According to a recent study conducted by Harris Interactive on behalf of SailPoint, 29 percent of U.S. workers and 23 percent of British employees said they would take customer data including contact information with them when leaving a job.

Also, 23 percent in the U.S. and 22 percent in the UK said they would take electronic files, according to Harris.

Granted, SailPoint has a vested interest in the survey’s results. The firm’s product helps companies manage and restrict access to company data.

But email-list theft happens and seeding one’s own file with a unique email address is one way to detect it as soon as the sure-to-result spam begins to arrive.

Laura Atkins, principal at email deliverability consultancy Word to the Wise, said she always provides a unique address when subscribing to a new list.

“There are a couple reasons I do it, and one reason is if an address leaks, I can turn it off,” she said. For example, she said, someone recently walked off with a well-known email service provider’s customer list.

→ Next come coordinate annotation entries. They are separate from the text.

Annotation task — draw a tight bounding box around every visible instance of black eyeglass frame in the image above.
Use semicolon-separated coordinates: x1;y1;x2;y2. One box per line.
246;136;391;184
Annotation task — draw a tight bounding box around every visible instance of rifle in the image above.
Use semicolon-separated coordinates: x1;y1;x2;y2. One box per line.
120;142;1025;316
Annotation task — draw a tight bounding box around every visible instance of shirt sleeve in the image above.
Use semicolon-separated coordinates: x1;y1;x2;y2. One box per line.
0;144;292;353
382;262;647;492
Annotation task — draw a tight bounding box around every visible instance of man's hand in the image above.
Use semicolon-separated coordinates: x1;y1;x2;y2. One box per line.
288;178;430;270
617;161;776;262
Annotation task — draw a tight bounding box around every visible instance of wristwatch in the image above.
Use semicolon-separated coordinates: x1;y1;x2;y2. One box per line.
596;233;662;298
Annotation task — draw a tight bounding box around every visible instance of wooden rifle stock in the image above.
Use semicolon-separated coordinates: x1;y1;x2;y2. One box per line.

“There were four lists I was legitimately on and I started getting the same mail to all of those tagged addresses at the same time,” Atkins said. “It was Viagra spam. They walked off with the lists and immediately sold them to bottom-of-the-barrel spammers.”

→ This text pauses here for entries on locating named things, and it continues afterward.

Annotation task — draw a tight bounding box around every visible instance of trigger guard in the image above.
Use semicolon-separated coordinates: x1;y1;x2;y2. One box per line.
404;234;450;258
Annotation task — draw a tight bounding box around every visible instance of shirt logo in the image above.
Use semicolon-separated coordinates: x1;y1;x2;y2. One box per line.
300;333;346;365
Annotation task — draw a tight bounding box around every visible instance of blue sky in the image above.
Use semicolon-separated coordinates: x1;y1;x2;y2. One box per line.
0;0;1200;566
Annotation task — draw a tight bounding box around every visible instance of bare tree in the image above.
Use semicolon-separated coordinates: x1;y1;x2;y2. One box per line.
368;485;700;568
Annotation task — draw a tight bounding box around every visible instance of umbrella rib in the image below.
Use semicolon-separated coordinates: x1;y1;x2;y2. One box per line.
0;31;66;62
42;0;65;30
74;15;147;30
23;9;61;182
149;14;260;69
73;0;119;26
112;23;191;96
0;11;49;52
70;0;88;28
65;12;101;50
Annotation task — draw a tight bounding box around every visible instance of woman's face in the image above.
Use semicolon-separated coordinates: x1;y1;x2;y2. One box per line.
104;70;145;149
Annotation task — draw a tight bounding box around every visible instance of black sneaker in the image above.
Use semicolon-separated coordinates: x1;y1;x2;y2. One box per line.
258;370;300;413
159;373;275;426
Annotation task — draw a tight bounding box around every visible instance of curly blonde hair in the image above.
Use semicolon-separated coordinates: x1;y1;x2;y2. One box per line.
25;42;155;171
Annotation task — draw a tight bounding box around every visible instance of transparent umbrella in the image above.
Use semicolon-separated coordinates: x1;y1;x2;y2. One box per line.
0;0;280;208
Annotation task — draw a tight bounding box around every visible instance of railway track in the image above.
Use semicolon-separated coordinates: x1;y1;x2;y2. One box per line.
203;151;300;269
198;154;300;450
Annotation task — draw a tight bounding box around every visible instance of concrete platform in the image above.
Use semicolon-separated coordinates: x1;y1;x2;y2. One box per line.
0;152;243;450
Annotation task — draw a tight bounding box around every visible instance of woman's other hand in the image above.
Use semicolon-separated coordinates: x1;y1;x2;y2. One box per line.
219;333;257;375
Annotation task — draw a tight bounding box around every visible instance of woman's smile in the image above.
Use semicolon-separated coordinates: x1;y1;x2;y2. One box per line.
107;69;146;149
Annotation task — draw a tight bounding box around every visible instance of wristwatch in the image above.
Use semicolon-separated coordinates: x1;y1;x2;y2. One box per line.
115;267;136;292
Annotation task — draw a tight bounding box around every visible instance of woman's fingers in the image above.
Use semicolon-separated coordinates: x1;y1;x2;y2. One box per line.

Atkins’s advice to email marketers?

“If you’re using vendors, say an ESP or a fulfillment vendor, take email addresses that belong to a domain you own and put them on the individual lists,” she said. “This way if an address leaks, you’ll start getting mail and you’ll know which vendor leaked it.”

According to Atkins, email list theft is more common than one might suspect.

“This is a very common problem and it’s happened to very big companies,” she said. “There are a couple airlines that have had their entire subscriber list leaked.”

Unfortunately, email list theft is the proverbial bell that can’t be unrung.

“Once the email address is out there, the email address is out there,” said Atkins. However, it may be possible to hold the vendor responsible for the leak, she added.

“There are legal remedies,” she said.

As for whether or not to alert subscribers that the list they’re on has been compromised, Atkins said: “I don’t necessarily recommend that, but in some cases it may be legally required.”